The first feature we notice in them is their pride, a vice which they blame in Coriolanus, and with which their own is expressly contrasted. For his is the haughty, unbending self-consciousness that is based on the sense of indwelling force, and has a shrinking disgust for praise. Theirs, on the other hand, revels in popularity, and their power depends entirely on the support which that popularity secures them. As Menenius tells them:
You are ambitious for poor knaves’ caps and legs.
(II. i. 76.)
Your helps are many, or else your actions would grow wondrous single: your abilities are too infant-like for doing much alone.
(II. i. 39.)
They are really consequential and overweening rather than proud. And magnifying their importance and their office, they are apt to take too seriously any trifle in which they are concerned, and to become irritated at any mishap to their own convenience. Having no standard but themselves by which to measure the proportion of things, they are fussy over minor points and lose their tempers over petty troubles. This is the point of Menenius’ banter.

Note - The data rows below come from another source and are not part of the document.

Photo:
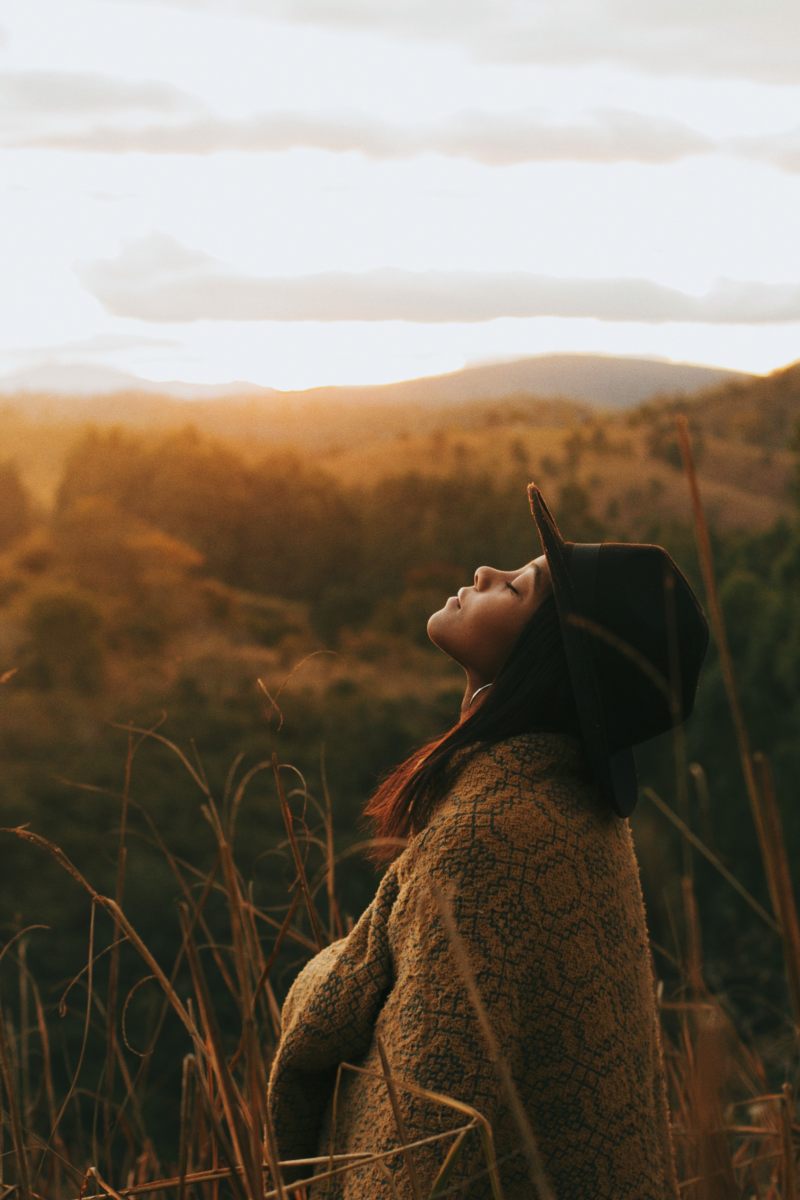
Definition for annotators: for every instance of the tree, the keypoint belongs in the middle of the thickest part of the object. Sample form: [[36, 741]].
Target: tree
[[14, 505], [65, 648]]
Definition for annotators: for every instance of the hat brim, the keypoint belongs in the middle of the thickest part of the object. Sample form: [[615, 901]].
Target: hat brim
[[614, 772]]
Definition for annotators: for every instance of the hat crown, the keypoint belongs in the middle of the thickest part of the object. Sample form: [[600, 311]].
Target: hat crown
[[644, 633], [635, 637]]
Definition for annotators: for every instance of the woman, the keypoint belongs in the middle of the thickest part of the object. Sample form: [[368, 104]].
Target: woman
[[504, 963]]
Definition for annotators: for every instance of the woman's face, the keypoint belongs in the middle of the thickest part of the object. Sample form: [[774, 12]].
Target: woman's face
[[479, 627]]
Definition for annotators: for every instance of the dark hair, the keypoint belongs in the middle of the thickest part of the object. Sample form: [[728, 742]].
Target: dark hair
[[531, 691]]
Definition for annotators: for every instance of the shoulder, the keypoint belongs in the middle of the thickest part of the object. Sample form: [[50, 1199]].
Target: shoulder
[[518, 805]]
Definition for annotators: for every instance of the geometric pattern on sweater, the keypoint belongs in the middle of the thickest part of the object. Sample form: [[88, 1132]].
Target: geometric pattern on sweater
[[545, 892]]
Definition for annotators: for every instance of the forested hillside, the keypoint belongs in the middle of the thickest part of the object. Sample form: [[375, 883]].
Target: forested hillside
[[240, 598]]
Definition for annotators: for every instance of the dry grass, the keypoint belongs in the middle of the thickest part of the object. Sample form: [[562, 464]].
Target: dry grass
[[734, 1137]]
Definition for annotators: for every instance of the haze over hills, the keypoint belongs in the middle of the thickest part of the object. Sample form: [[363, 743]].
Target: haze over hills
[[85, 379], [601, 381]]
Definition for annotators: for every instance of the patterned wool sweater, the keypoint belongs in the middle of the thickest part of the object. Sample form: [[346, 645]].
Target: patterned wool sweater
[[545, 891]]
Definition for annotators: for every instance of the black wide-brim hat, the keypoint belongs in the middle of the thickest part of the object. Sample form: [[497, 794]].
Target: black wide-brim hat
[[635, 637]]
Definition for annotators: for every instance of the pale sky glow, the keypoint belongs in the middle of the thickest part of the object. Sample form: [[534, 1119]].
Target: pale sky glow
[[299, 192]]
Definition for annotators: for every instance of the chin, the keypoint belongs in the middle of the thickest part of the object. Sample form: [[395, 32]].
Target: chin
[[437, 627]]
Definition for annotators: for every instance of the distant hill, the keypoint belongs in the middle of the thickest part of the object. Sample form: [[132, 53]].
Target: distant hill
[[596, 379], [79, 381], [762, 411]]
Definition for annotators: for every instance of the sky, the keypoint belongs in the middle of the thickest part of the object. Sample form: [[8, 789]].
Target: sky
[[306, 192]]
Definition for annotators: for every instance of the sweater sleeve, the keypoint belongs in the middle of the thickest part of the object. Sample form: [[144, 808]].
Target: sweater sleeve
[[328, 1017], [431, 1029], [546, 901]]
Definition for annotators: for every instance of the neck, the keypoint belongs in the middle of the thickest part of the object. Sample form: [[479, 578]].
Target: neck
[[471, 696]]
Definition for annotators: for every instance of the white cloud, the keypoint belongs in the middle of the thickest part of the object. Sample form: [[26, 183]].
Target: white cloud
[[489, 138], [98, 343], [781, 150], [157, 279], [82, 93], [715, 39]]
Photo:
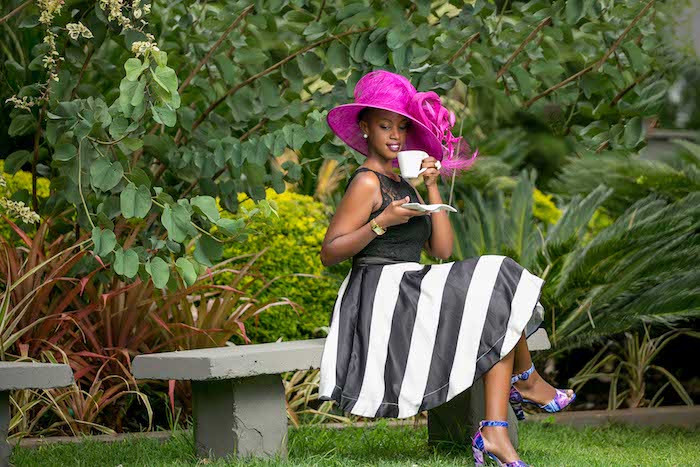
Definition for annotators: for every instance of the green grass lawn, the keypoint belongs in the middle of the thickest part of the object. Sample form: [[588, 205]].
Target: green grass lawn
[[542, 445]]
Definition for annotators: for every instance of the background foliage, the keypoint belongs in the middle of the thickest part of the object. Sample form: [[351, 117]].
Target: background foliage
[[168, 133]]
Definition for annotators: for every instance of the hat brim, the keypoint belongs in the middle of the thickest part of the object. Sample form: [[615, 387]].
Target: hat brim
[[343, 121]]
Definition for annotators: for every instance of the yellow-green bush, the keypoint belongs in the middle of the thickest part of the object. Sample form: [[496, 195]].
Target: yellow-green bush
[[14, 183], [294, 240]]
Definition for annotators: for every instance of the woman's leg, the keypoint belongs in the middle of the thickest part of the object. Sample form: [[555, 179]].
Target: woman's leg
[[496, 392], [534, 388]]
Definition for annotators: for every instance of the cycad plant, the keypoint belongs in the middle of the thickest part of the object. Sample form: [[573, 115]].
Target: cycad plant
[[628, 363], [641, 268], [634, 177]]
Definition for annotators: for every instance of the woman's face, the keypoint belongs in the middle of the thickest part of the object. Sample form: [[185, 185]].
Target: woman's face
[[386, 132]]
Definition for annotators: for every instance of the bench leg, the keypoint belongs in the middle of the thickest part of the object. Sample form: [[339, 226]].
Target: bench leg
[[242, 417], [5, 448], [456, 421]]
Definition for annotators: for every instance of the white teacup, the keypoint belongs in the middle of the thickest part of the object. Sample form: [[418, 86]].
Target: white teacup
[[410, 163]]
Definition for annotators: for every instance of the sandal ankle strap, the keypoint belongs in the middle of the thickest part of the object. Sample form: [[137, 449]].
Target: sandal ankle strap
[[522, 376], [493, 423]]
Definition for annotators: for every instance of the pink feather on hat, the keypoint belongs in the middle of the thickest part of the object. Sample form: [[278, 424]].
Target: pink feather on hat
[[433, 122]]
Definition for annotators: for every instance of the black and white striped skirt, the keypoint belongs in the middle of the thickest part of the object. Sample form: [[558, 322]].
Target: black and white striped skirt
[[407, 337]]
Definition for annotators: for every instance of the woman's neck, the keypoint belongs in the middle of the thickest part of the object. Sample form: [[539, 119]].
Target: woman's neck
[[380, 165]]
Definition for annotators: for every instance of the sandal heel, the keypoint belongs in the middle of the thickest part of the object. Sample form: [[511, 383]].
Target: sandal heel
[[478, 457], [518, 409]]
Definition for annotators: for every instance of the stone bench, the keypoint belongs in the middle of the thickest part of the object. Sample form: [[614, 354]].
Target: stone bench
[[26, 375], [239, 404]]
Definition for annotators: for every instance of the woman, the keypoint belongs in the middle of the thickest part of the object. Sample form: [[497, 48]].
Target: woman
[[406, 337]]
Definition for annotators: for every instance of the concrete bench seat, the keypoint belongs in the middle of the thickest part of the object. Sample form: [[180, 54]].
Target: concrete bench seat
[[239, 403], [238, 398], [26, 375]]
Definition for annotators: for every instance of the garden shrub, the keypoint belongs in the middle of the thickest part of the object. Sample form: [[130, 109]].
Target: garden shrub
[[294, 238], [15, 184]]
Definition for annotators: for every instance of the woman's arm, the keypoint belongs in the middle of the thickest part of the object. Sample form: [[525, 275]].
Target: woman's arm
[[441, 240], [349, 232]]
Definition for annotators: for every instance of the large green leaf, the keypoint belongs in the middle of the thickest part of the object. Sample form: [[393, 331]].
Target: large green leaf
[[206, 205], [135, 202], [166, 78], [159, 271], [634, 132], [126, 263], [16, 160], [105, 174], [104, 241], [176, 220], [186, 270]]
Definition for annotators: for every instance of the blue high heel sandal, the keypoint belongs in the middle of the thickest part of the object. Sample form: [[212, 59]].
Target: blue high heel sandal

You wear out a good wholesome forenoon in hearing a cause between an orange-wife and a fosset-seller; and then rejourn the controversy of three pence to a second day of audience. When you are hearing a matter between party and party, if you chanced to be pinched with the colic, you make faces like mummers; set up the bloody flag against all patience; and, in roaring for a chamber-pot, dismiss the controversy bleeding, the more entangled by your hearing: all the peace you make in their cause is, calling both the parties knaves.
(II. i. 77.)
This is, they are disposed to treat a molehill as a mountain, but if they are galled, to break out in indiscriminate and unjustified abuse. Menenius gives it them home in respect of these foibles:
You talk of pride: O that you could turn your eyes toward the napes of your necks, and make but an interior survey of your good selves! O that you could!